I'm laughing as I think 19-20%--outside of very big cities servers are lucky to get 15%!! Of course I know YOU all give 20% or more when you tip (Can I laugh now or later?)

Okay where do I start? Are you aware that in most cases, especially with corporate owned chains, the server doesn't get the charged tip until 10-14 days later? Did you know that many restaurants charge the credit card fee to the server? Oh, that's not legal? Okay complain to the boss and in a right to work State you will find yourself let go because in a right to work State you can be fired without reason so don't complain so you can have some money coming in--that is in addition, like in Florida, to the $3.60 an hour you get paid. Don't like working off the clock or coming in for 'meetings' or having to vacuum floors or clean chandeliers and not getting paid because you are getting served a sandwich and soda---or getting 50% off the price--or how about getting your hours cut so they can save on benefits?
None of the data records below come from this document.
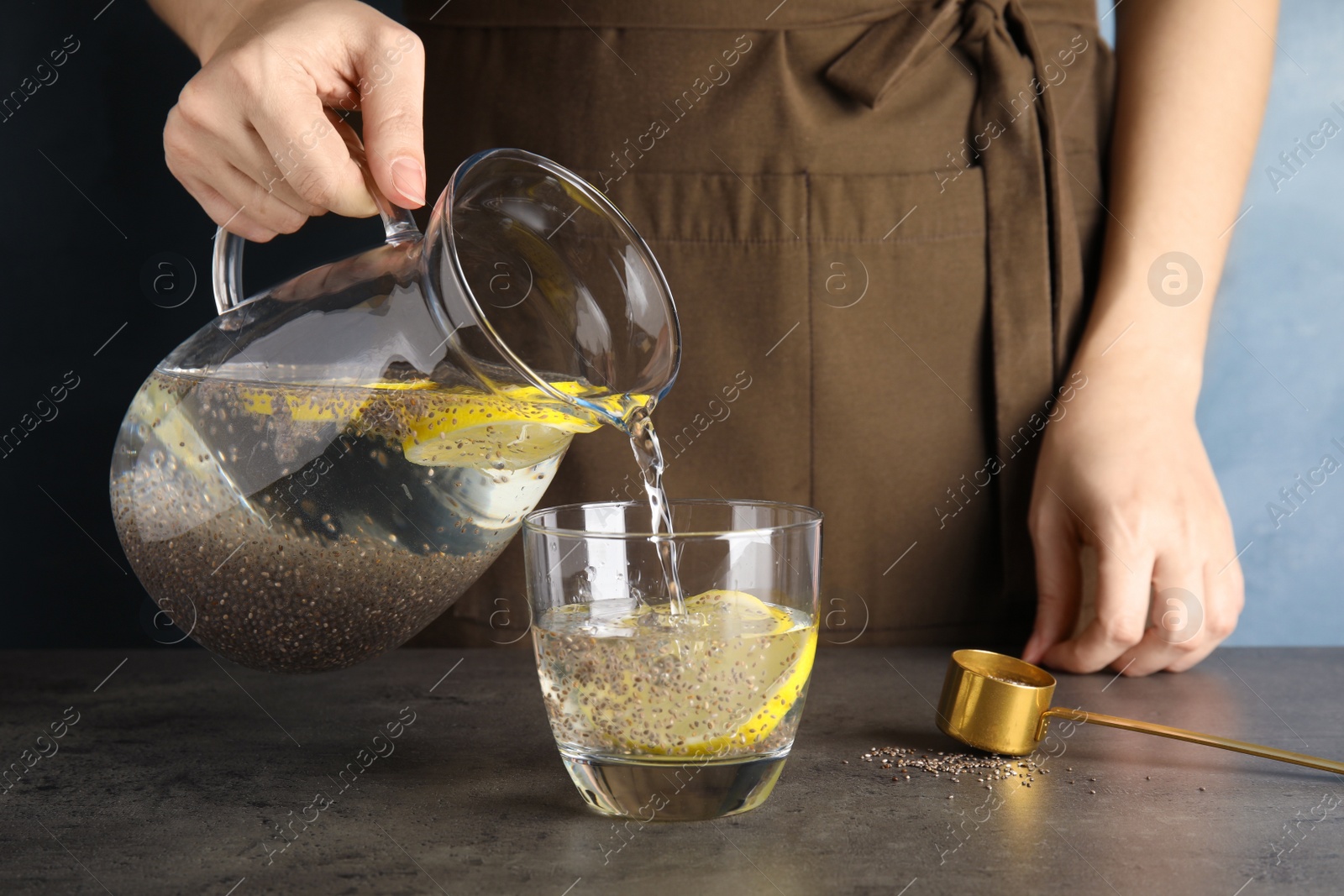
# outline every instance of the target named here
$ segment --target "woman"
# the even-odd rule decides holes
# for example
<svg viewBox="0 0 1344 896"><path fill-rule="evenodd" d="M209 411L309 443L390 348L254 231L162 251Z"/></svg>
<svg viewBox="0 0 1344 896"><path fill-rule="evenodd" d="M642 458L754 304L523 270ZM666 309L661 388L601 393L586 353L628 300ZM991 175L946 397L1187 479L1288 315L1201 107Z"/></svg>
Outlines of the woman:
<svg viewBox="0 0 1344 896"><path fill-rule="evenodd" d="M1274 0L1128 0L1118 66L1093 0L454 0L415 36L353 0L153 5L203 62L168 165L249 239L372 214L301 138L324 106L407 207L493 145L605 189L681 310L672 490L823 509L832 641L1030 631L1030 661L1148 674L1235 626L1195 403ZM633 497L626 451L578 439L547 501ZM512 551L445 631L517 594Z"/></svg>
Let's get something clear--I LOVED being a server and I was a professional one who, as a rule, had many call parties wherever I worked but from 1956 when I started as a server even the best boss I ever had thought 'waiters are a dime a dozen' and they still think so! I took pride in being a server and made good money at the job. I didn't like 'sidework'--that is work like filling salt and pepper shakers, wrapping silverware, cleaning salad bars and refrigerators, sweeping floors, 'marrying' ketchup (which is illegal), mustard, A-1 sauce, etc., for what in the 1980s, 1990s, was about $2.50 an hour because in many cases your couldn't wait on customers at the same time--and it was/is all legal in a right to work State.

As a young waiter I was foolish in the sense that I wanted to party so I wasn't about to declare a lot in tips--finally in my 50s I started to declare 20% so at least I got a bit of social security (though it mainly came from my Memphis income). In the 1990s restaurants started to automatically declare your tip earnings as 15% of your sales whether you made it or not. By tipping cash the server has money for every day expenses, pays taxes and gets social security.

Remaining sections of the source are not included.